Requirement to provide totally dry space while preserving historic features including 1867 baling press

The mill above is being converted to apartments, so a structural warranty provider is on board, meaning that their requirements/approvals for waterproofing design and installation are a requirement

The structure suffered issues of water ingress associated with the adjoining canal lock, but could not be 'tanked' (listed) and we provided a creative solution

Four sump pump systems with eight pumps, eight discharge pipes and eight 60kg batteries (for power outage) were installed.

Original brick features retained in areas.

The Property

This was an unusual case in that 50% of the basement included a suspended timber floor, i.e. floorboards spanning between sleeper walls, with nothing but earth beneath.

This provides no actual floor structure to waterproof, and so a strategy for waterproofing was devised which included removal of the decayed timber and replacement with a concrete slab, bearing onto the sleeper walls with fill material beneath.

In listed buildings, systems must be sympathetic to what is a historic asset.  Therefore, you cannot slap cementitious waterproof renders (for example) onto the inside of the structure, because it would bond to it, and this is considered irreversible damage.

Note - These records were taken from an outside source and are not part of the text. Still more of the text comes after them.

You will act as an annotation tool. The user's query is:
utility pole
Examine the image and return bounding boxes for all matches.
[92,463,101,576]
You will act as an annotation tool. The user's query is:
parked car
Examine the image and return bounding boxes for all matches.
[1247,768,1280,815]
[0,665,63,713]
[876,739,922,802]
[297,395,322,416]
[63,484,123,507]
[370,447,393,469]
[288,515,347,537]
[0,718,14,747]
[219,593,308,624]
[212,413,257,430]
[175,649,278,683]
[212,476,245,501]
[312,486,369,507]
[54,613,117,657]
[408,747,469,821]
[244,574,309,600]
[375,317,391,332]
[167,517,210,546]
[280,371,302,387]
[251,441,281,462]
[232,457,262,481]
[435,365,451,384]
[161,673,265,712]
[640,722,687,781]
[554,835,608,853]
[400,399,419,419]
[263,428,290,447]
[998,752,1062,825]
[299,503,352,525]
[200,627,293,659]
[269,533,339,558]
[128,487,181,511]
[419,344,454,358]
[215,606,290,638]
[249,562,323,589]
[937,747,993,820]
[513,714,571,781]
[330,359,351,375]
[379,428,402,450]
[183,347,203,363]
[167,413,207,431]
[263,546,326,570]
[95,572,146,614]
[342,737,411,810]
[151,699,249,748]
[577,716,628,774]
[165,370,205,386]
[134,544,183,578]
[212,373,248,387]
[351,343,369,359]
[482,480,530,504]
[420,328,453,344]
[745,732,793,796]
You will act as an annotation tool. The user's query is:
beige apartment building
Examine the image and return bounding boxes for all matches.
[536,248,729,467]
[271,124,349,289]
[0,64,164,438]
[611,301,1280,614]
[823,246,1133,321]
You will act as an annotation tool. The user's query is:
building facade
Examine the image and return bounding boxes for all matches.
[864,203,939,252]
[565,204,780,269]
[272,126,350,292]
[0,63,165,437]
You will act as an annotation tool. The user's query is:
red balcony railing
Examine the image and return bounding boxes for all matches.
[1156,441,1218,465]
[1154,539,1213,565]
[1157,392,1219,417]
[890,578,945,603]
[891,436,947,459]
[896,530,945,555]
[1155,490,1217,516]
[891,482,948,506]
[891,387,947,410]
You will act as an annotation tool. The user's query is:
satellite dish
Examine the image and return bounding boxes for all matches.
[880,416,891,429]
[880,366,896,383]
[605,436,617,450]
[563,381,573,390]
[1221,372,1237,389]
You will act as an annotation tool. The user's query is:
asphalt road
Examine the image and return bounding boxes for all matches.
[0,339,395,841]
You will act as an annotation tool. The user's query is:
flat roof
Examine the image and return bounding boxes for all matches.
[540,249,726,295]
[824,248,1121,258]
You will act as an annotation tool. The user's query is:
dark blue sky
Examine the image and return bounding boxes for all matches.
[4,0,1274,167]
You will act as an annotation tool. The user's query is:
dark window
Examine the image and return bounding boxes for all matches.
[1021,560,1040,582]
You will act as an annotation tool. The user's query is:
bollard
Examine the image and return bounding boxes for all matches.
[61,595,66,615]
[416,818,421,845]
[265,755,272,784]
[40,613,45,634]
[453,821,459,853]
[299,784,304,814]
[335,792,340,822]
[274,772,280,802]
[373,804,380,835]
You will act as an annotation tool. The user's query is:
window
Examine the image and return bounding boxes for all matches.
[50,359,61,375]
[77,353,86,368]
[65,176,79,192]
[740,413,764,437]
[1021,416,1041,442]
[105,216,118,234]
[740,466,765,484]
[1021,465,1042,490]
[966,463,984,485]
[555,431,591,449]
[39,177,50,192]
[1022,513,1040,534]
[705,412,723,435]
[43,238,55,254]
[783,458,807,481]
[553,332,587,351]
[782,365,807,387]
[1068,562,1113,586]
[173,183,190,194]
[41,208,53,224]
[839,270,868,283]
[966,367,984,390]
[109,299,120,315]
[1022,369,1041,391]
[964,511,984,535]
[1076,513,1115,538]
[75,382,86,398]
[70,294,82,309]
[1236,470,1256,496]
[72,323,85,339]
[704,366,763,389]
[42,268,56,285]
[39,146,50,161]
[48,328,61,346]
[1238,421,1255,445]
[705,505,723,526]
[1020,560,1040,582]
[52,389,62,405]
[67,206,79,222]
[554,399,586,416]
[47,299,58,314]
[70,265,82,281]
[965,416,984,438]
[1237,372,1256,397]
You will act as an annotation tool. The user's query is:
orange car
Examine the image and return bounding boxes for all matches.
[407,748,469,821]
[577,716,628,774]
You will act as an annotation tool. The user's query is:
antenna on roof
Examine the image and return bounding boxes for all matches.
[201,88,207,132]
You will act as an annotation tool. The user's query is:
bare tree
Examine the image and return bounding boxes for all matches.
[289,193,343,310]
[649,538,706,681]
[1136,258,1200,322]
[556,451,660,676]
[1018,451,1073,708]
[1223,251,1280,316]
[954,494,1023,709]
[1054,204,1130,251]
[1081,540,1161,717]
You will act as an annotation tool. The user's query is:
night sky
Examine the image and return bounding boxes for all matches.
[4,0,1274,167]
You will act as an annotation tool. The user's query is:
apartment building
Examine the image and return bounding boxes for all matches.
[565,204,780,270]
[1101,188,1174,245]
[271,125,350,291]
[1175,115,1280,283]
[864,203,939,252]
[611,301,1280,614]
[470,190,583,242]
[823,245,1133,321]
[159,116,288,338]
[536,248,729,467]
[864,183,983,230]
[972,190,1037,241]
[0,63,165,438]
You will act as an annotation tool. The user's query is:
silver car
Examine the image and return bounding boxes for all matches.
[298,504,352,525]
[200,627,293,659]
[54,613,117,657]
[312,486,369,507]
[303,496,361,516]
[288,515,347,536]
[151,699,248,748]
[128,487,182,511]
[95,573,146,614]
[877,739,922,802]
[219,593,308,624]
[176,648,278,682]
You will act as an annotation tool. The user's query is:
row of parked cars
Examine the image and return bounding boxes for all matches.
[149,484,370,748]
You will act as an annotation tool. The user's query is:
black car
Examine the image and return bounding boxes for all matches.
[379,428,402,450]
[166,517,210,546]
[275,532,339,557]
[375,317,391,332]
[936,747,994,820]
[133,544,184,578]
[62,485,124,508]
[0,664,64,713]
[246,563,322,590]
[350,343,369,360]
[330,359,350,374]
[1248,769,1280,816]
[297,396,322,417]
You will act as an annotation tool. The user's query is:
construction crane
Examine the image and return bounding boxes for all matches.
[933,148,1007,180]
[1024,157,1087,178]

As a result, reversible cavity drainage (cavity membrane, drainage channels, sump pump systems) waterproofing is the prefered option.

Capital & Centric

Type C - Cavity Drainage Waterproofing

Cavity drainage waterproofing is water management, you collect and remove penetrating water while isolating it from the interior so that it does not present an issue.  There is reliance on the shell of the building to provide resistance to ingress, so that the cavity drainage system can deal with the volumes of water.  If volumes of ingress are high, structures will often receive barrier tanking measures to reduce their permeability, but what do you do if it’s listed and you cannot use tanking to reduce substantial ingress?

This is what we had to design for here.

Part of the solution was to manage groundwater using land drainage.  We observed the natural flow of water ingress prior to the concrete slab being laid.  Part of the site externally falls away from the building (ground level reduces), and water ingress flowing along inside the building, drained out again local to where the external levels reduce.

Water management external of the structure

Therefore we installed land drainage in the oversite (below proposed slab), along the natural path of the water to encourage water to where it could exit.  In addition to this, we added an extra sump chamber (single mains pump) with sealed/water-tight cover, which is detailed only to receive water if this backs up within the drain.  If it does back up then the cover is sealed to maintain continuity of the structure/barrier to ingress, and internal of that is the true cavity drainage with 4x sumps (each with 2x mains pumps and a battery back-up system with multiple batteries).  An interesting case requiring some well considered design and implementation to achieve low risk, working within the constraints of what was present.

Just under 500kg of battery (excluding inverter panels).